The U.S. Food and Drug Administration’s (FDA) Office of Criminal Investigations (OCI), “protects the American public by conducting criminal investigations of illegal activities involving FDA-regulated products, arresting those responsible, and bringing them before the Department of Justice for prosecution.”
These investigations are very different from routine audits and inspections—although all FDA inquiries can potentially lead to the same outcomes if they produce evidence of criminal misconduct. When facing an FDA investigation, there are both steps companies need to take and mistakes they need to avoid, and knowing what to do (and what not to do) is critical for achieving a favorable outcome.

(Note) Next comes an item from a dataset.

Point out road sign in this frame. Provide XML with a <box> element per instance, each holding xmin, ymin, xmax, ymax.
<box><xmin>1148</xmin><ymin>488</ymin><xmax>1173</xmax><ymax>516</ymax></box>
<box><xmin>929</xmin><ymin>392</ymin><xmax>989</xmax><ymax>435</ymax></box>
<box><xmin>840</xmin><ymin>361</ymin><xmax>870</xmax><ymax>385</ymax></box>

The FDA OCI has a number of stated priorities. However, these priorities are broad in scope; and, as such, they encompass virtually all activities falling within the FDA’s enforcement jurisdiction. As identified by OCI, the Office’s priorities include:
“Breaches in the legitimate medical supply chain by individuals and organizations dealing in unapproved, counterfeit, and substandard medical products;”
“Criminal violations in situations where the normal regulatory process has been unable to remedy the problem;”
“Criminal violations where the risk of harm to the public health is particularly significant and the only remedy appears to be through the criminal process;” and,
“Criminal conduct that prevents the FDA from being able to properly regulate. This includes false statements to the FDA during the regulatory process and obstruction of justice.”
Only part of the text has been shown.